Um homem que teve mais de R$ 137 mil retirados de suas contas bancárias durante um sequestro ocorrido em 2022, em Cajamar, na Região Metropolitana de São Paulo, conseguiu na Justiça o direito de receber integralmente os valores transferidos sob ameaça pelos criminosos.

A decisão judicial, proferida nesta semana, reconheceu que todas as movimentações financeiras realizadas durante o período em que a vítima esteve em poder dos sequestradores ocorreram sob coação e, portanto, não podem ser consideradas válidas. Além da restituição dos valores, duas instituições financeiras foram condenadas ao pagamento de R$ 10 mil por danos morais à vítima.

Segundo o processo, o homem permaneceu sob o controle dos criminosos por mais de 14 horas. Durante esse período, ele foi obrigado a realizar diversas operações bancárias, incluindo transferências via aplicativo, contratação de empréstimos e utilização do limite do cheque especial. As movimentações somaram cerca de R$ 137 mil.

As instituições financeiras alegaram durante a ação que as operações foram devidamente autenticadas pelo correntista, utilizando senhas pessoais e mecanismos de segurança previstos pelos sistemas bancários. No entanto, a Justiça entendeu que a autenticação das transações não elimina a possibilidade de que elas tenham sido realizadas mediante grave ameaça.

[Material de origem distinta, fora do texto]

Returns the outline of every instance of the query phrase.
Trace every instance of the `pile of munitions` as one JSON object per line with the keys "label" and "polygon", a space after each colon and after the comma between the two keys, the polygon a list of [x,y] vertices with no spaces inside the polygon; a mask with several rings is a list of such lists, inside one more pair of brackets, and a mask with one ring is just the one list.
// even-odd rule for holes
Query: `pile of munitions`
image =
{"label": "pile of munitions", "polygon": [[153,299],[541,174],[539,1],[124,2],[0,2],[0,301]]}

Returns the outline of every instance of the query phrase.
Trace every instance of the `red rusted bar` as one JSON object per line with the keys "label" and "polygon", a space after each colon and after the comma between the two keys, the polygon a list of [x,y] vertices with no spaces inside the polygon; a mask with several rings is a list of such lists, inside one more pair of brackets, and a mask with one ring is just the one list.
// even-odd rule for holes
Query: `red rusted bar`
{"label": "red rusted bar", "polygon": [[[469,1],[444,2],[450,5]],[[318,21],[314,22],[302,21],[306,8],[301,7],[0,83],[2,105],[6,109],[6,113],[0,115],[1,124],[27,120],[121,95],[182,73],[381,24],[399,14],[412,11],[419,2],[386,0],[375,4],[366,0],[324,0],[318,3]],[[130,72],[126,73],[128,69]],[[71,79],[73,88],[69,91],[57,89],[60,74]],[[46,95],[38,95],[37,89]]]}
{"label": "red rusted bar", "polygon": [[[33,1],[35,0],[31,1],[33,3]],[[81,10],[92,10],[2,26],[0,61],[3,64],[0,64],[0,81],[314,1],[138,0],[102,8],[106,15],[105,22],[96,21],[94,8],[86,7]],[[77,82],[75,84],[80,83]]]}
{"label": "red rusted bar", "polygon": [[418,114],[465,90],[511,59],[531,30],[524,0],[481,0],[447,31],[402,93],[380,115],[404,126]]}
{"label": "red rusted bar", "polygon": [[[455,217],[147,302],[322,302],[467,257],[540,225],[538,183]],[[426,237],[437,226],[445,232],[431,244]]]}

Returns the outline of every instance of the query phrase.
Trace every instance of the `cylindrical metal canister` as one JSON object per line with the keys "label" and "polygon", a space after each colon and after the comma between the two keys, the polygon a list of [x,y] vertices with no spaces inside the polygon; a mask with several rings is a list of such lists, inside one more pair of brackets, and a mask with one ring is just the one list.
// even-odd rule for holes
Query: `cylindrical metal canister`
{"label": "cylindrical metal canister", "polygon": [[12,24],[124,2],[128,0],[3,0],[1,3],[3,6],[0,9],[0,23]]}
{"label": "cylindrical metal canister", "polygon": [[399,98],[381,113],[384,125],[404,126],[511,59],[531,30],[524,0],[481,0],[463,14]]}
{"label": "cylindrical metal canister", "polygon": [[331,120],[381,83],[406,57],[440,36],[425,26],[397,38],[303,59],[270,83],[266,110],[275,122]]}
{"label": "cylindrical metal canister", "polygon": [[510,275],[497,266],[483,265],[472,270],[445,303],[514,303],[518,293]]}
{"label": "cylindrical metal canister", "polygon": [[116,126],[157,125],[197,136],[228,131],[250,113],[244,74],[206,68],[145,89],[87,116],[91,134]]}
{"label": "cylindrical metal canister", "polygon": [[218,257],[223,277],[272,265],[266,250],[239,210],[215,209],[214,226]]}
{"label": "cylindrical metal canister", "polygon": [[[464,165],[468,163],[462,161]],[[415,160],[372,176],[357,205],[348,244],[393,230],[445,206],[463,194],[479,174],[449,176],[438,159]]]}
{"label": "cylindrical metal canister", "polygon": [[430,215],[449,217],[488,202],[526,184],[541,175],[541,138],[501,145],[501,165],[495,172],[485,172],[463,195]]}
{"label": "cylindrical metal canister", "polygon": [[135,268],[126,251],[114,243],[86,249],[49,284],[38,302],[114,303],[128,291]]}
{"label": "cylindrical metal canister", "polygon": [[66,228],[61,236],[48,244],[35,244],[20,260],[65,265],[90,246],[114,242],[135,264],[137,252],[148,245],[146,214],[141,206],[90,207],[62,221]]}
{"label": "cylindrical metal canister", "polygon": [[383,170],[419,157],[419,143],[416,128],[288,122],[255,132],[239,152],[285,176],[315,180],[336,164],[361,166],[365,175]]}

Na decisão, o magistrado destacou que ficou comprovado que a vítima agiu sob forte pressão psicológica e sem qualquer liberdade de escolha, condição que invalida sua manifestação de vontade e torna nulos os atos praticados durante o sequestro.

Com isso, o Judiciário determinou a anulação de todas as operações realizadas no período do crime, incluindo transferências bancárias, empréstimos contratados e valores utilizados por meio do cheque especial. Os bancos também deverão restabelecer a situação financeira da vítima como se as transações nunca tivessem ocorrido.

Além da reparação financeira, a sentença reconheceu os transtornos emocionais e os prejuízos causados pela situação, fixando indenização por danos morais no valor de R$ 10 mil.

A decisão reforça o entendimento de que transações bancárias realizadas sob coação ou ameaça não podem ser consideradas legítimas, mesmo quando efetuadas com uso de senhas e dispositivos de segurança do próprio cliente.